Profil PMII
Pergerakan Mahasiswa Islam Indonesia (PMII) adalah organisasi kemahasiswaan independen, non-frofit, yang didirikan pada 17 April 1960, di Surabaya. Identitas PMII secara umum terletak pada tiga ruang gerak: Intelektual, Keagamaan, dan Kebangsaan. Identitas tersebut menjadi kekuatan moral dan spiritual untuk memaknai kehidupan berbangsa yang sasarannya adalah untuk menegakkan asas keadilan sosial, mengimplementasikan kedaulatan rakyat (demokrasi), dan Negara Kesatuan Republik Indonesia (NKRI) adalah bentuk final.

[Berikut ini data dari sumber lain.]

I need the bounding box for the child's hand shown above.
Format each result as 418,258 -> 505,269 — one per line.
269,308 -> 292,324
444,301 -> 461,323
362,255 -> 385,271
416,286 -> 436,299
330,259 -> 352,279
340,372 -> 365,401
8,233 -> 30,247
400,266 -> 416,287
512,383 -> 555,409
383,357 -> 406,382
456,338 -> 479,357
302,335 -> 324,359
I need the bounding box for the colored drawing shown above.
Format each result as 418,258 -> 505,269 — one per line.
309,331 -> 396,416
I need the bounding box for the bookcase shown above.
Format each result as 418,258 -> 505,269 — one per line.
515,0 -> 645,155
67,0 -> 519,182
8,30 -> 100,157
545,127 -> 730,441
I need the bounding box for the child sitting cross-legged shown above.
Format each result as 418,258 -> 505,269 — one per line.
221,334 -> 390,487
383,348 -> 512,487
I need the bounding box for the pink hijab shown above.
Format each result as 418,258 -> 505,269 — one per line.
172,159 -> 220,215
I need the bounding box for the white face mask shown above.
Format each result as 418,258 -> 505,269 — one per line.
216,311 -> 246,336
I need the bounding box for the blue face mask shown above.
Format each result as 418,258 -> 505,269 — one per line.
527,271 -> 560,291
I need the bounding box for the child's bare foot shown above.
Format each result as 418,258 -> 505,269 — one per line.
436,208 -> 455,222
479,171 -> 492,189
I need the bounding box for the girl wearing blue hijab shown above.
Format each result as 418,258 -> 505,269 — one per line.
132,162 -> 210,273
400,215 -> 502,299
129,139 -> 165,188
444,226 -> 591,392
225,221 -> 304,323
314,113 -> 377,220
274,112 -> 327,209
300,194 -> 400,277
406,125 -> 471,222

Sebagai organisasi Islam, PMII meyakini bahwa kehadirannya adalah untuk mewujudkan peran khalifatullah fil ardhi, meneruskan risalah kenabian dan menjadi rahmat bagi semua manusia. Sebagai organisasi yang berasaskan Pancasila, PMII mempunyai komitmen kebangsaan yang utuh dan proporsional, yang diaktualisasikan melalui partisipasi dalam pembangunan watak bangsa yang berprikamanusiaan dan berkeadilan.
Integrasi dari paham keagamaan dan kebangsaan tersebut, mengharuskan PMII berdialektika aktif dengan bermasyarakat, berbangsa dan bernegara. Perwujudan nyata dari dialektika itu adalah komitmen organisasi terhadap persoalan-persoalan mendasar masyarakat dan kemanusiaan, yang seringkali merupakan akibat negatif yang mengiringi proses pembangunan. Secara kategoris, persoalan-persoalan itu dapat dipilah ke dalam beberapa hal: persoalan keberagamaan dan kebudayaan; pemerataan ekonomi dan perwujudan keadilan sosial, demokratisasi, pemberdayaan masyarakat sipil (civil society) dan penegakan hak asasi manusia; dan kepedulian terhadap limgkungan.

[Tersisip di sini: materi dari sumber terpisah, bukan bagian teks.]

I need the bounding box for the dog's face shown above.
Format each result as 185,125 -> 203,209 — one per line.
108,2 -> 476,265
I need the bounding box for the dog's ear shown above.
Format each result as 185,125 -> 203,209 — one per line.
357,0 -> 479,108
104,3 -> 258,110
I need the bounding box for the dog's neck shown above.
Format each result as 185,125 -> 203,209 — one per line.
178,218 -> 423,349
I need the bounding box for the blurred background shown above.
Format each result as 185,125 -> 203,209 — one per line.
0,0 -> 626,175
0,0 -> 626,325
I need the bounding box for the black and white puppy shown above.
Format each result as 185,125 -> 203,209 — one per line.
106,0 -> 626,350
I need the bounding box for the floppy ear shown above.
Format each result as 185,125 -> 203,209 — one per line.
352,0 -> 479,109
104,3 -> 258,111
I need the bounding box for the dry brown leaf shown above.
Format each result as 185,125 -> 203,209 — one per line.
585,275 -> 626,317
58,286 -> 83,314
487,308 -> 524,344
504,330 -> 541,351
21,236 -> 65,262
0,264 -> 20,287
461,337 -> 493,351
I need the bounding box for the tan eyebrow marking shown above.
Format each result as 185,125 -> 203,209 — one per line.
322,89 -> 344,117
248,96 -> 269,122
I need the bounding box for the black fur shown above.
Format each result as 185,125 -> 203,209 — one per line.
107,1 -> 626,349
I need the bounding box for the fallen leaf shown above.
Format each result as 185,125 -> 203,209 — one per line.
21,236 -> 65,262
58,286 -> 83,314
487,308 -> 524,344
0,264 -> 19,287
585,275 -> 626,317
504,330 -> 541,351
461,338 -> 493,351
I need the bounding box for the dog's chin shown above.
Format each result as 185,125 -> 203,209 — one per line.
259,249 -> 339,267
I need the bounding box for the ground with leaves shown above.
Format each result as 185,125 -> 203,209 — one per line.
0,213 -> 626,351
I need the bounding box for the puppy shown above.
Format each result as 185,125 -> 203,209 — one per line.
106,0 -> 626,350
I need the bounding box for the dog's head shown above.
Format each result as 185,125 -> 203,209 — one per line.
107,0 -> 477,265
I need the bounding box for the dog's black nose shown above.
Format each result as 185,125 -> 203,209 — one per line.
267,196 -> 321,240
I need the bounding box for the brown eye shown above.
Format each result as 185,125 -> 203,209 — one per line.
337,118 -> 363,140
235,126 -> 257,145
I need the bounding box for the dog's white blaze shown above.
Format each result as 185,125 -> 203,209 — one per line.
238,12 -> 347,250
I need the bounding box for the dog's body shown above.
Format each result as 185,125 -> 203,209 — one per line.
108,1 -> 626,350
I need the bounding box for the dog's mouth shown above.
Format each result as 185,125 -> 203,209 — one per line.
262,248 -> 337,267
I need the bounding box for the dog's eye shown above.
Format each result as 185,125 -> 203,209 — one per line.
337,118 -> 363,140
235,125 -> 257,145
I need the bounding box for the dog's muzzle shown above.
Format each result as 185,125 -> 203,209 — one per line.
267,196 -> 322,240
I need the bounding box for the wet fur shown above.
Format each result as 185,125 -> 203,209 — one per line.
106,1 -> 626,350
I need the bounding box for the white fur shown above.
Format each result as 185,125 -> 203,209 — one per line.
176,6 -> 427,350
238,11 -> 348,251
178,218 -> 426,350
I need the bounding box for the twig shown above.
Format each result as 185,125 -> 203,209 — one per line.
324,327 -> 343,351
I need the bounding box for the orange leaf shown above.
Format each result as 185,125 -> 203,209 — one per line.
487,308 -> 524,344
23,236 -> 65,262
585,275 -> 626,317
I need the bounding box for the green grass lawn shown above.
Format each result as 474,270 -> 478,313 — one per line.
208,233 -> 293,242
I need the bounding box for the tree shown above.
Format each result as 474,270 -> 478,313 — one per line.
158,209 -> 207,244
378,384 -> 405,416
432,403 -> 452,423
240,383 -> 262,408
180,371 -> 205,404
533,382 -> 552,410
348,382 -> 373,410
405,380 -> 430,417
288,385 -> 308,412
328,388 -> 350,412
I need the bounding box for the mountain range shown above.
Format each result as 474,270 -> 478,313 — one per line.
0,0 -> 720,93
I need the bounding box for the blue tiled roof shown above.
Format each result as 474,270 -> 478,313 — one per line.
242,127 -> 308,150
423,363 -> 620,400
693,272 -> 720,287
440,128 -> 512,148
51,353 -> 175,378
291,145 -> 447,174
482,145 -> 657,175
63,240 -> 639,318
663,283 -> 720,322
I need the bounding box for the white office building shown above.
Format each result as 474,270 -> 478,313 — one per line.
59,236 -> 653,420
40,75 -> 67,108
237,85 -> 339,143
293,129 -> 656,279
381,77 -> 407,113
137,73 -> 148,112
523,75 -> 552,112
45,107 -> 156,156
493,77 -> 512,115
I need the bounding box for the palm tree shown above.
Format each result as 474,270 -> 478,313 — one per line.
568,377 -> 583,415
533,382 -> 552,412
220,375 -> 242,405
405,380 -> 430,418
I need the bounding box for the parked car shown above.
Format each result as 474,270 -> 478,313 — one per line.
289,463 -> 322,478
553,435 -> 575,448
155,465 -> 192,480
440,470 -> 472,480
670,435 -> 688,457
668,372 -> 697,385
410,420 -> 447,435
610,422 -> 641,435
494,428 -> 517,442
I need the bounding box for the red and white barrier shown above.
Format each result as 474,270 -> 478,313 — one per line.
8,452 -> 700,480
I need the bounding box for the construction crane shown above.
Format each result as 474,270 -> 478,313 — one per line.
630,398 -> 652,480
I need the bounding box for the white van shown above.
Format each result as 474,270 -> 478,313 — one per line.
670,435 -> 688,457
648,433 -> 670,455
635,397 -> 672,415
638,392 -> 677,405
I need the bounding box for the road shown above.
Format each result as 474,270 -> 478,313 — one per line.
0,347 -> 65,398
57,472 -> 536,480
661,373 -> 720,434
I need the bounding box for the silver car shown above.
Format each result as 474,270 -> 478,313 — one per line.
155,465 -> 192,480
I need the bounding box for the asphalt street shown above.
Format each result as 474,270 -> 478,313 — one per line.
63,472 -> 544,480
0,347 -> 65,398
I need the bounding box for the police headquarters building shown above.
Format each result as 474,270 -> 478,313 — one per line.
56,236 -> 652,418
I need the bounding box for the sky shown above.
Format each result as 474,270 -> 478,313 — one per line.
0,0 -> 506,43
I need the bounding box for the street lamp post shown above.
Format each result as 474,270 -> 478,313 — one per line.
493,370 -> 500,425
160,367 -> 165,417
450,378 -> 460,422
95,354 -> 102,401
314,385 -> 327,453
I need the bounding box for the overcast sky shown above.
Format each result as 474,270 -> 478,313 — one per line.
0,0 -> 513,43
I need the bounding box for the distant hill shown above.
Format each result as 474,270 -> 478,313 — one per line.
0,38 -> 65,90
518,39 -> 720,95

Realitas dalam gambaran ini sangat berpengaruh terhadap pembentukan wajah PMII dan orientasi pengembangan yang dilakukan. Gerak perubahan dimengerti dalam bangunan kesejatian kesadaran atas realitas yang penuh, kepercayaan kekuatan budaya, tradisi, dan ritualnya, pilihan gerakan dan keberpihakan serta dalam bentuknya yang sangat praktis pola-pola gerakan yang dikembangkan. Revolusi makna PMII mulai dari penumbuhan wacana Independensi sebagai kekuatan untuk menjaga eksistensinya dari intervensi, kooptasi, dan hegemoni kekuatan mainstrem dari luar, termasuk yang dikembangkan dan diideologikan oleh negara.
Wacana Independensi kemudian berkembang dan terus melakukan metamorfosis sampai pada titik baru bangunan kemandirian. Sebagai upaya untuk mengarahkan pada kekuatan masyarakat yang independen dan mempunyai kemandirian, kemudian tumbuh filosofi gerakan Liberasi. Pendekatan Akhlussunnah Waljama'ah buka lagi sebagai sebuah mazhab tetapi seabagai manhaj al-fikr (metodologi berfikir) dengan melakukan telaah kritis atas nilai-nilai universal yang memihak kepada masyarakat (civil society), telaah kritis atas wacana-wacana yang dikembangkan negara, serta pembiasaan pemberdayaan masyarakat sipil sebagai perwujudan cita-cita masyarakat terbuka (open society) dan sejahtera. Sehingga free market of ideas betul-betul terjadi dalam ruang publik. Wacana ini kemudian sebagai mainstream gerakan dan menjadi pijakan pergerakan secara institusional.
PMII, INDONESIA, DAN DUNIA
· PMII Memandang Indonesia dan dunia saat ini sedang terbelenggu oleh nilai-nilai kapitalisme modern. Kesadaran masyarakat dikekang dan diarahkan pada satu titik yaitu budaya massa kapitalisme dan pola pikir positivistic modernisme. Akibatnya kreativitas dan pola piker manusai menjadi tidak berkembang kaena dipinggirkan.
· Dunia, khususnya Indoensia, adalah masyarakat yang plural baik etnik, tradisi, kultur maupun kepercayaan. Oleh karena itu sangat diperlukan kerangka berpikir yang memberikan tempat yang sama bagi individu maupun kelompok masyarakat untuk mengembangkan potensi diri dan kreatifitasnya secara maksimal melalui dialog yang terbuka dan jujur.
· Selama pemerintahan Orde Baru yang represif dan otoriter dengan pola yang hegemonic, ruang publik masyarakat Indonesia hilang karena direnggut oleh kekuatasn negara. Dampaknya adalah berkembangnya budaya bisu dalam masyarakat sehingga proses demokratisasi terganggu karena sikap kritis diberangus.
· Masyarakat Indonesia, bahkan dunia, pada umumnya masih terbelenggu oleh dogmatisme agama dan tradisi. Dampaknya secara tidak sadar telah terjadi berbagai pemahaman yang distortif terhadap ajaran dan fungsi agama sehingga sulit membedakan mana yang dogma dan mana pemikiran. Akibat selanjutnya, agama menjadi kering dan beku, bahkan tidak jarang agama justru menjadi penghalang bagi kemajuan dan upaya penegakan nilai kemanusiaan.